If you agree with me that anyone, including people external to Qlik should know that the Age field isn’t biological then we need to solve this problem. Right?

In the previous examples the metadata was created simply using MAPPING LOADS. That’s in memory only and can’t be shared. But nobody will think less of us if we make our Metadata a “real table.” Because “real tables” can be stored. If I alternatively switch to a real table that contains all of the information my code would look like this

Screenshot of inline load script using a physical table store to contain all our metadata that is then read mapping table to apply the metadata to tables and fields

Figure 12 Screenshot of inline load script using a physical table store to contain all our metadata that is then read mapping table to apply the metadata to tables and fields

Solved

I have all the same tagging “maps” that I needed, but now I can literally just store the metadata table itself into a Parquet file as well. So, external users can see it, just like they see .ReadMe or .MD files etc.

If you have a "real" table that contains all your metadata then you are free to use it downstream internally or externally in this case

Figure 12: Screenshot of store statements saving the tables to a parquet mart file, and also storing the metdata for the entire mart to a parquet file as well

Notice my last step it is to simply Drop the Health_Metadata table because I don’t want a weird data island in the model. But as a challenge … feel free to comment on any thoughts or ways you can see yourself actually using that Metadata Island inside of an application?

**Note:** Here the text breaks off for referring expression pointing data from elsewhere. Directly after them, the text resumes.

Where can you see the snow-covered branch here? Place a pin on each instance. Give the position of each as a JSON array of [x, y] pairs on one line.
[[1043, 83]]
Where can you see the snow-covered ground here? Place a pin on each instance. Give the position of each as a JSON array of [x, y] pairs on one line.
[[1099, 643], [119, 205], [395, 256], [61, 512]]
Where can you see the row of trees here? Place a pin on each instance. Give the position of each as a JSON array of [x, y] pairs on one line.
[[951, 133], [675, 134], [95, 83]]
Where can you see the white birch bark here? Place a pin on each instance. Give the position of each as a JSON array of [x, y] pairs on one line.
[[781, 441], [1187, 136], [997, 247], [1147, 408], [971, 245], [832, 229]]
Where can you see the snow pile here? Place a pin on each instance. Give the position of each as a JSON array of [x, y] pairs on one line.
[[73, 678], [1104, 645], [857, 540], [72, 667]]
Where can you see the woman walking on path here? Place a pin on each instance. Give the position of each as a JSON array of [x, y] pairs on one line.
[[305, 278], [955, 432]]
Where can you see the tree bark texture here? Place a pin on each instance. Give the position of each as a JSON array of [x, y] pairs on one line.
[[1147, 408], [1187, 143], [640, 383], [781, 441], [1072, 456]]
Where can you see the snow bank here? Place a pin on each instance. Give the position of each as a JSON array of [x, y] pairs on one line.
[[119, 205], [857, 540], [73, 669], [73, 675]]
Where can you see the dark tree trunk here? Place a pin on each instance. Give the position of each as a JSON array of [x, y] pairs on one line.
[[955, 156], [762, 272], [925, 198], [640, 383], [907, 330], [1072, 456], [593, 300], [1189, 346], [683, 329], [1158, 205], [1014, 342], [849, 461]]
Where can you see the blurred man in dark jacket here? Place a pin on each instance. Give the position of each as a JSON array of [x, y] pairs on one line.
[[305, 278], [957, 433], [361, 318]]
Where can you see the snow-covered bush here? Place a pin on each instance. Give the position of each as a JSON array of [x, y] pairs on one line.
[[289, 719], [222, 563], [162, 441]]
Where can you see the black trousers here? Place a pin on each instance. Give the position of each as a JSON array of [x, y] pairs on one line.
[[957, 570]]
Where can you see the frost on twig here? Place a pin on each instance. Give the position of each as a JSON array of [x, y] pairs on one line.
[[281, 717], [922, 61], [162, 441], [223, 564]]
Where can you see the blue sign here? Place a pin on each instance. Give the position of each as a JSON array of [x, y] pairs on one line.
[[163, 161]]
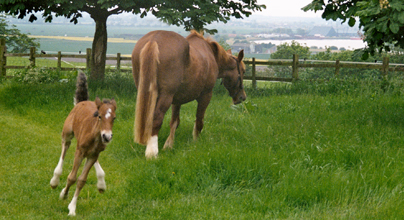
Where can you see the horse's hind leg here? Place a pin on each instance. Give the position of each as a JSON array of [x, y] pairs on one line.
[[175, 122], [66, 141], [163, 104], [203, 103], [80, 184], [100, 177]]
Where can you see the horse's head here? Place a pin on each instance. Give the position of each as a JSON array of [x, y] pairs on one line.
[[233, 75], [106, 116]]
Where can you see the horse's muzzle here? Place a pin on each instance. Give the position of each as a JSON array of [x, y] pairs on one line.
[[106, 137]]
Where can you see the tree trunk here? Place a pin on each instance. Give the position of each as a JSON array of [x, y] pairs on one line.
[[99, 48]]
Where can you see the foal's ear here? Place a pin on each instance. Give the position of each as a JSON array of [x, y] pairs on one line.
[[113, 102], [98, 102], [240, 55]]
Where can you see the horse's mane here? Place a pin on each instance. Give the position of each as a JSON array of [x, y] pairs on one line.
[[221, 55]]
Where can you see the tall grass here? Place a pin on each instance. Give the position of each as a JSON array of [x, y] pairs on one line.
[[307, 150]]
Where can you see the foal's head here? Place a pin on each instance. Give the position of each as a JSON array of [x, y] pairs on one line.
[[233, 77], [106, 116]]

As you think of ideas … suddenly you will be loving METADATA as much as I do.

While my load script code purposely removed the metadata I wanted you to see that you could retain it and challenge you to think of ways of using it.

Figure 13: Screenshot of the Data Model view showing our Metadata table

Reading the Metadata

In my reading application all I have to do is implement the same basic code structure. Instead of an INLINE statement to build the metadata, I literally just read it from the file. Then I still go through and create the maps and then comment/tag the Tables and Fields. That’s just to easy.

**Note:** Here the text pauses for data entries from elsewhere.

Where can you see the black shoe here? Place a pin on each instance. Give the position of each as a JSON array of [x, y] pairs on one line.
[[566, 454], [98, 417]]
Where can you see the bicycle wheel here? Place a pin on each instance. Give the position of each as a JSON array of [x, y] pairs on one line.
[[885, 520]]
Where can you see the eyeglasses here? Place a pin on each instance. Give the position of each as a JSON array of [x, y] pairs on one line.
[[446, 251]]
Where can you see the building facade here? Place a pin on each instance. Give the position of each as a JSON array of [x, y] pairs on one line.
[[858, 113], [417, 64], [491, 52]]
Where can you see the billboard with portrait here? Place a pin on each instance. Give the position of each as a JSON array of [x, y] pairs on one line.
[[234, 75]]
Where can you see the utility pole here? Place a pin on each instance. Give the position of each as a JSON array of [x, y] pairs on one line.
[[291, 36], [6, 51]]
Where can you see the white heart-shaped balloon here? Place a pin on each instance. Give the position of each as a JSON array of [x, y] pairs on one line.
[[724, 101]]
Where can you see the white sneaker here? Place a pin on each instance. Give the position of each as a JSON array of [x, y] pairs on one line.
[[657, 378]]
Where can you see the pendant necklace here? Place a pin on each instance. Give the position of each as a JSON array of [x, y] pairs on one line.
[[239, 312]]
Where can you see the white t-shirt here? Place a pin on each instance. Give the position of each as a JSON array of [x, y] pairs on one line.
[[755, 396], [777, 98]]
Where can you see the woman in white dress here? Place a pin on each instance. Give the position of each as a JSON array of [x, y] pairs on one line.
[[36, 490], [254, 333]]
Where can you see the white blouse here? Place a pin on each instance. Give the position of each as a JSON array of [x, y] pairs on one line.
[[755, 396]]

When reading from a metadata file all you need to do is read the table instead of using an inline and then simply build your mapping loads from it

Figure 14: Screenshot of the load script for an application that reads the metadata

Video

I realize it’s hard to really grasp these very new concepts by just reading and seeing images. To that end please feel free to listen to me while you see the loading actually occuring.

Bonus

Just because I appreciate your actually reading the entire post I wanted to throw in a little bonus. I wanted you to see that not only does it all work with external S3 storage and Parquet … you can track the lineage of it as well. How cool is that? Now the Dork in me wants to have 2 different storage applications to see that the two tables in the healthmart file come from different locations.

One reply on “Diving into Parquet”

Adrian Parker on February 2, 2025

Daulton,

Hec, even I understand this stuff…. Cannot wait for the Iceberg to materialise 🙂

And for better news. Universal use of Parquet files as lakehouses can reduce the cost over a traditional SQL data warehouse by as much as 75%. (Claude.AI)

We are so close to having the perfect ingestion tool for Qlik Cloud, and of course, we also want to see next generation direct query in Qlik Analytics/Embed using Upsolver streaming (to parquet/iceberg capability), which you hinted at. Qlik Connect 25 – or too soon???